@Peter_Scott said:
over the past 20+ years of doing this stuff
Note there are also those using c++ in the kernel 30+ years that have an opposing view. Circa 40 years ago I wrote assembly apps, TSR’s, and drivers for Dos. When Borland and Microsoft introduced the C language for the PC I enthusiastically used it and loved it and got great mileage out of it for years. Today c++20 is my language of choice in windows for both kernel and user mode. Why? Because it blows C out of the water, period.

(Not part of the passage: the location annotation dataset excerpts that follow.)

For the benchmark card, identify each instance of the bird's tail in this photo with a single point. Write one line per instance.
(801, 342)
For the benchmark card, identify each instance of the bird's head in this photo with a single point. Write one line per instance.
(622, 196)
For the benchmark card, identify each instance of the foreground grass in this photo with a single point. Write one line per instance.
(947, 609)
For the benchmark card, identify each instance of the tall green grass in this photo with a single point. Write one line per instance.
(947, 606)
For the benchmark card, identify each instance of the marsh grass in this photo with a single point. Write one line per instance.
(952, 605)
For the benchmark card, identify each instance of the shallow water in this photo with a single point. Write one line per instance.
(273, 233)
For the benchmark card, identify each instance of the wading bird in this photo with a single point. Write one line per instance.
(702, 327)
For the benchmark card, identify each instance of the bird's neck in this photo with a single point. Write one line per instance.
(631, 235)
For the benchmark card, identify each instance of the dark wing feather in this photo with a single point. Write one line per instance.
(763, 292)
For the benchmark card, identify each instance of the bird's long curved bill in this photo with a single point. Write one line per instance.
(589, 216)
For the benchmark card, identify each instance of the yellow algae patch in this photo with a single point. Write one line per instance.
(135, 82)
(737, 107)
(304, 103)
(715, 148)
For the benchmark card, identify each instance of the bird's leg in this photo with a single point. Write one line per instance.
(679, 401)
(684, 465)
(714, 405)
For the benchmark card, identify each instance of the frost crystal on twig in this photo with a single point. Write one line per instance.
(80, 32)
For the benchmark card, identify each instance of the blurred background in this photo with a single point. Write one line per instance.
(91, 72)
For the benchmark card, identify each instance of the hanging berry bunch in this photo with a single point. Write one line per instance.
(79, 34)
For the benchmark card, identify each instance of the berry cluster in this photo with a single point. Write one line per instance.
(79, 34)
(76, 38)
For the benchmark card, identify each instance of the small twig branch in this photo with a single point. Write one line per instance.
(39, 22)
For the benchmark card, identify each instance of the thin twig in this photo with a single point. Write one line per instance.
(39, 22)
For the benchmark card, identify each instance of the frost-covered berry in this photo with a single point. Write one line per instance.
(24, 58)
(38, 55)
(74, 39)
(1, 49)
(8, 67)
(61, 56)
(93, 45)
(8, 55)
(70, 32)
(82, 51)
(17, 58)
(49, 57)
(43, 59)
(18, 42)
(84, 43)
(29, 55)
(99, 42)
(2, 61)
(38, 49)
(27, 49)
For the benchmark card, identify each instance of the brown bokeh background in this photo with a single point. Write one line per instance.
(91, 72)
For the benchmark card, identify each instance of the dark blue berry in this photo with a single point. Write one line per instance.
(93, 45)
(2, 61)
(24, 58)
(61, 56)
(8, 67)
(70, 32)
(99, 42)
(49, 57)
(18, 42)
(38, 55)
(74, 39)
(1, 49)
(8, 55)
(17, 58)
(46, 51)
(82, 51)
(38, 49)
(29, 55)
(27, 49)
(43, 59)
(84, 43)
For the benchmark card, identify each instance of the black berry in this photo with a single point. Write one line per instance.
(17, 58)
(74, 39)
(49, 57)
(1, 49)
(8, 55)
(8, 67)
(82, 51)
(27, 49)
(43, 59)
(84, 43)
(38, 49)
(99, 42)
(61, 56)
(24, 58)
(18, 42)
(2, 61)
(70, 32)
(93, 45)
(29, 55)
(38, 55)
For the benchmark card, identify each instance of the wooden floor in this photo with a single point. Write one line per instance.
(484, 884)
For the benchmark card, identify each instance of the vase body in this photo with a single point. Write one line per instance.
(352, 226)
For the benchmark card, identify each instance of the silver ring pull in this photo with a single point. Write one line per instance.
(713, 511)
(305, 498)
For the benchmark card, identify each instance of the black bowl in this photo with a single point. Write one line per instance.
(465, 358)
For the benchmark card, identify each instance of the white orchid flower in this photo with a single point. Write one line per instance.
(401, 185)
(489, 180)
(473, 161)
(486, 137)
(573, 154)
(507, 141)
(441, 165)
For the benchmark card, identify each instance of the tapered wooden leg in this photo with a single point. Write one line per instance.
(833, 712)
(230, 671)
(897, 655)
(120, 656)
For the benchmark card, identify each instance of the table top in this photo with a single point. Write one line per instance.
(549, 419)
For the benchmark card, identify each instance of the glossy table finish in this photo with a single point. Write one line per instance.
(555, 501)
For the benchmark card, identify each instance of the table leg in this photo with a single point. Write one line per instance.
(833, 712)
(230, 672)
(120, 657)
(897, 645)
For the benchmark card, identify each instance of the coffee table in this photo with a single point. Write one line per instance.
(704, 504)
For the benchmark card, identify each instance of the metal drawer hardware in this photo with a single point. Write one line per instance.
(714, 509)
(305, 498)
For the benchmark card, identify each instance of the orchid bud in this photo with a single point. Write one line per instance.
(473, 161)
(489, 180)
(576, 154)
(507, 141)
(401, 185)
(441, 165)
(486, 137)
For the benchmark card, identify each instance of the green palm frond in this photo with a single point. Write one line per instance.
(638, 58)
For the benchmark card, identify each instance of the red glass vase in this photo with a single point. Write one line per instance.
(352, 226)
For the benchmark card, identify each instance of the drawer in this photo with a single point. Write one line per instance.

anything other than C (no ++ variant) bleeds into a nightmare
This is a common misconception that C++ = OO. But it’s not true. When you rename your file extension from .c to .cpp the compiler doesn’t refuse to compile it because there’s no OO in it. On the contrary utilizing powerful c++ language features like a static assert or being able to use sizeof on a field is not a debugging nightmare but actually improves productivity all around. The C++ language is constantly getting refined. Not with OOP garbage, but lots of nuts and bolts basics for those writing kernel drivers. The latest c++20 language is brand new and absolutely awesome for driver developers. Some people don’t know today’s c++20 is nothing like C++ was 10 or 20 years ago. What the standards people have rolled out over the last decade is nothing short of miracles for people writing code.
Just write it in C … or assembly!
Assembly in the kernel makes no sense since sometime in the last century. Too many reasons to list. It’s not cross platform and besides just think of how unreadable your code would become trying to reorder the instructions for super scalar optimization which a c/c++ compiler does for you for free.